Amid coronavirus, educators learn to differentiate, add choice with tech
Rachel Williams is not sure how her classroom will look this fall, but she knows one thing that will continue — her use of video.
She started filming short clips as students transitioned to learning from home as a way to help differentiate the way she teaches math to her 7th-graders at Plaza Park International Prep Academy in Evansville, Indiana.
Williams said the pandemic created “an explosion of learning” for her around technology. She began recording herself explaining daily assignments and topics, sending the clips to students who had questions and even embedding them into Google Slides. She shared the videos with other teachers, as well.
Even if school is able to resume in-person this fall, the videos will be coming back to the classroom with her.
“If a student needs help, there is only one of me,” she told Education Dive. “If a student can watch a video, I can still hold a small group for another set of students. So I can work with kids on different things.”
Online tools swiftly replaced in-person learning when schools closed across much of the U.S. due to the coronavirus pandemic in March. But while digital materials help educators reach students, they also opened the door to another avenue for differentiating lessons that many teachers had not expected.

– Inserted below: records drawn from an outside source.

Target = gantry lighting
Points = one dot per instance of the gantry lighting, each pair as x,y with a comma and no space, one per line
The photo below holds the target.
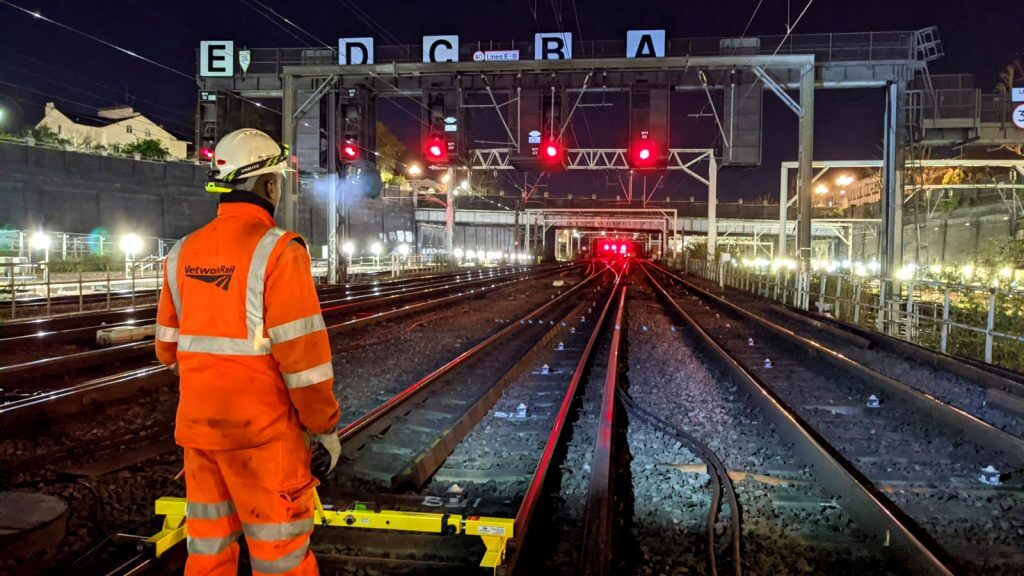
131,244
39,241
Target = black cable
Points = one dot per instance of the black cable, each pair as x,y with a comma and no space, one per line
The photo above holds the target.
716,469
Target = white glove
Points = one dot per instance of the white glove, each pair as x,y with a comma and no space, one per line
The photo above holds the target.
330,443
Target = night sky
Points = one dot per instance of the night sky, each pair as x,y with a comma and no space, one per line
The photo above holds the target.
979,37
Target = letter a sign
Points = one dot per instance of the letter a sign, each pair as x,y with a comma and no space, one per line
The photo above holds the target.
645,44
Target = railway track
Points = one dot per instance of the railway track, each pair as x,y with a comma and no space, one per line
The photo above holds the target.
86,361
439,444
44,401
428,449
75,327
913,464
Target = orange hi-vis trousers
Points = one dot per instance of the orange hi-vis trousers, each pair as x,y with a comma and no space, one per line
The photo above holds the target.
265,493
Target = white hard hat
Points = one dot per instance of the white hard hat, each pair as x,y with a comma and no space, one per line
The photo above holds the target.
245,154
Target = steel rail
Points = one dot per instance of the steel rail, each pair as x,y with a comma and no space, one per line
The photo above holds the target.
34,327
376,420
72,399
54,365
870,510
597,535
530,500
982,432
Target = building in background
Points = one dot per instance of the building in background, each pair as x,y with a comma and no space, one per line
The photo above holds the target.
112,126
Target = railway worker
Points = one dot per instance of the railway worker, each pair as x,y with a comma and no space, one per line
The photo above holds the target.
240,321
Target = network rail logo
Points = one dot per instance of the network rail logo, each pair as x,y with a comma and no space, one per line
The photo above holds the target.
219,276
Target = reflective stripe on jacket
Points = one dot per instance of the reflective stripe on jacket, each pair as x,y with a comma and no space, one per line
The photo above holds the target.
240,316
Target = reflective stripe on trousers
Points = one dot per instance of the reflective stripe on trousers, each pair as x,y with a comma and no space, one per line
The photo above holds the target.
211,546
283,564
273,532
166,333
209,510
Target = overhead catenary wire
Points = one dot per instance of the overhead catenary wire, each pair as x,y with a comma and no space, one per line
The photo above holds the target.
370,22
290,23
268,17
131,53
108,87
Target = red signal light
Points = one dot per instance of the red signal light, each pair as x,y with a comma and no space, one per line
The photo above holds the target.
643,154
435,148
551,153
349,151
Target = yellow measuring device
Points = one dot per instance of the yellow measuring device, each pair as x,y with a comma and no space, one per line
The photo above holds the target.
495,532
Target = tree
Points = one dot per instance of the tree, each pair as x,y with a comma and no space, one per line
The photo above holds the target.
390,150
148,149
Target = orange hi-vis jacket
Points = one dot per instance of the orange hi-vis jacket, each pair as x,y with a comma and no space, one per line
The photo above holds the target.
240,316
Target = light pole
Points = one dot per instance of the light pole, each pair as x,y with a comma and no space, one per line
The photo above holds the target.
40,241
131,245
376,250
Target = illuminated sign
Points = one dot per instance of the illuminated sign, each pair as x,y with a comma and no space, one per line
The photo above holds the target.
496,55
440,48
645,44
553,46
216,58
354,51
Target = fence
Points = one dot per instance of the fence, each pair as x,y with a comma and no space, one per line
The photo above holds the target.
972,321
55,246
45,288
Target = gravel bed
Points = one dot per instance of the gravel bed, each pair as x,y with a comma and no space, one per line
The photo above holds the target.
931,471
947,386
371,368
504,448
556,535
119,501
34,311
790,524
123,500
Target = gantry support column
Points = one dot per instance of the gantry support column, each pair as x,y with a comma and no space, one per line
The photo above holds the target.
783,201
712,206
805,160
893,159
332,202
450,217
289,202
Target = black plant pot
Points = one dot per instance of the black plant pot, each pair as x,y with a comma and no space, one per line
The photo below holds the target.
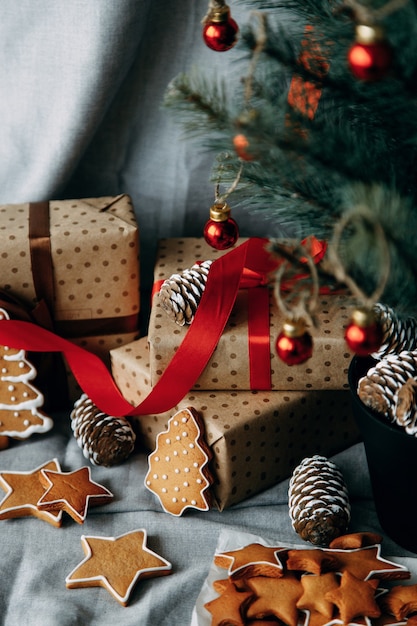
392,461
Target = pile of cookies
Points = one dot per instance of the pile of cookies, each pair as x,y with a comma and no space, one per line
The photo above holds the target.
347,583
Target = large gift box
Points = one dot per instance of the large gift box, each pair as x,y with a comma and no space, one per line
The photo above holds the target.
232,365
256,437
81,258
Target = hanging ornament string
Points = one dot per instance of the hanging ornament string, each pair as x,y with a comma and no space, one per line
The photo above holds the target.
294,344
370,58
221,231
307,300
364,333
360,213
219,28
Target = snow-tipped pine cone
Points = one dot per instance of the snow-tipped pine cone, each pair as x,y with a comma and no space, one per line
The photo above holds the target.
379,387
180,294
398,334
318,501
104,439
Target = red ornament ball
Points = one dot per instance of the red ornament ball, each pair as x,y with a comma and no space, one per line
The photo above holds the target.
220,36
371,61
364,335
221,235
294,345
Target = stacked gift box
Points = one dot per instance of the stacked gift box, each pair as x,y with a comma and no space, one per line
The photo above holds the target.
73,265
256,436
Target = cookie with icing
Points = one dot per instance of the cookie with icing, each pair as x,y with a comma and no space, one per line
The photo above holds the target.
178,471
117,564
71,492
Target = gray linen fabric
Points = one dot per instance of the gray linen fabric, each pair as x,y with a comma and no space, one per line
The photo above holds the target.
81,83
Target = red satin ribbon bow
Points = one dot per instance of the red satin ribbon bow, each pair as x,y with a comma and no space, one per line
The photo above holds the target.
189,360
247,265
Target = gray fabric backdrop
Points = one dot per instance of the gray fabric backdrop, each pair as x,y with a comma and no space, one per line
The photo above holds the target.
81,83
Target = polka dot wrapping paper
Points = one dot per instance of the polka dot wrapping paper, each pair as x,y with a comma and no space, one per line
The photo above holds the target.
94,265
256,438
229,366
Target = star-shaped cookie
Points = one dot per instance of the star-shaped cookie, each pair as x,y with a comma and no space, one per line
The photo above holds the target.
71,492
23,490
117,563
275,597
229,607
354,598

Online sites and programs that could be tailored to each student’s progress found their way into math classes and literacy programs. Educators say they’ll be using many of these this fall, too — whether schools are online-only, in-person or a hybrid of the two.
Video enables educators to differentiate math
While Williams loves making and using videos with her students, she also had a few other online tools she leaned on during remote instruction, including an Instagram page and a class website built through Weebly. But videos were a key way to keep tabs on her students’ progress.
The videos are short — none are longer than 10 minutes — and Williams often uses them to walk students through daily assignments, annotating math problems, for example, in a virtual parallel to how she may have introduced work on a chalkboard in front of a classroom.
She found the videos so effective, she’s planning to beef up her video-making skills this summer.
“I want to make videos so it’s not just the teacher who sits there and talks,” she said. “And I’m interested in green screens, how to change the backdrop to make it more engaging for students.”
As a math teacher at Lackawanna Trail High School in Factoryville, Pennsylvania, Claire Signorello also used online tools to differentiate the work she assigned to her students. Her favorites included online math platform Prodigy, as well as EDpuzzle, which not only allowed her to assigned individual work to students, but also let them set their own pace.
EDpuzzle does have a video component, allowing teachers to embed questions or their own voice-over into an existing video — one found on YouTube or even one they create — and check in on the answers from students. And Signorello found EDpuzzle very effective, a tool she turned to more often as the school year wound down.
“Kids can follow along … and when a question pops up, they can rewind and watch it again,” she told Education Dive. “That’s a great form of differentiation.”
Audiobooks expand access as libraries close
As school sites closed, so too did access to all physical resources — particularly reading material. School and even public libraries were often not available to students, hindering access to books. That wasn’t necessarily the case with audiobooks, a format Julia Torres, a teacher librarian for five middle and high schools on the Montbello Campus with Denver Public Schools in Colorado, championed long before the impact of COVID-19.
Torres suggests audiobooks are not only a solid way to remotely mirror the traditional classroom read-aloud, they also have a significant role in the classroom and should be as present in school libraries as physical books. To her, audiobooks expand literacy and access for all learners, whether they’re sitting in a school building or their home.
“I’m just trying to meet my students where they are and build their confidence,” she told Education Dive. “We need to make the learning fit them.”
Kimberly Lopes, a 3rd grade teacher at Memorial Elementary School in Upton, Massachusetts, also looks for read-aloud opportunities for her students, wherever they’re learning. As her elementary students switched over to distance learning, Lopes began to lean on Epic, a digital book database with thousands of titles and leveled reading options. While Epic is free to use in classrooms, parents typically pay for a subscription to use the service at home for their children. That fee was waived during shutdowns, said Lopes.
Lopes particularly liked that students could choose to have the text read aloud to them, and that she could watch the progress they were making even with material they were self-selecting.
“Kids could choose their own [books], which would make it more engaging, and they could find books that were more accessible for them,” she said. “Having that choice would make them want to finish the assignment.”
Lopes knows building in choice leads to more excited learners, and the platform provided a wider variety of books than she could buy for her own classroom library, she said. She plans to continue using it when school starts up again.
These past several months have shown her how hard her students worked and the difficulties that they faced daily in their own lives. Giving students some control over their education, whether that’s a choice in what to read, or even a choice in how they engage with material, is something she will continue to offer — in whatever format she meets with her students this fall.
“I focused on building relationships, engaging with families and being flexible,” she said. “So if this wasn’t working for you, I said I will fix it. And I meant it.”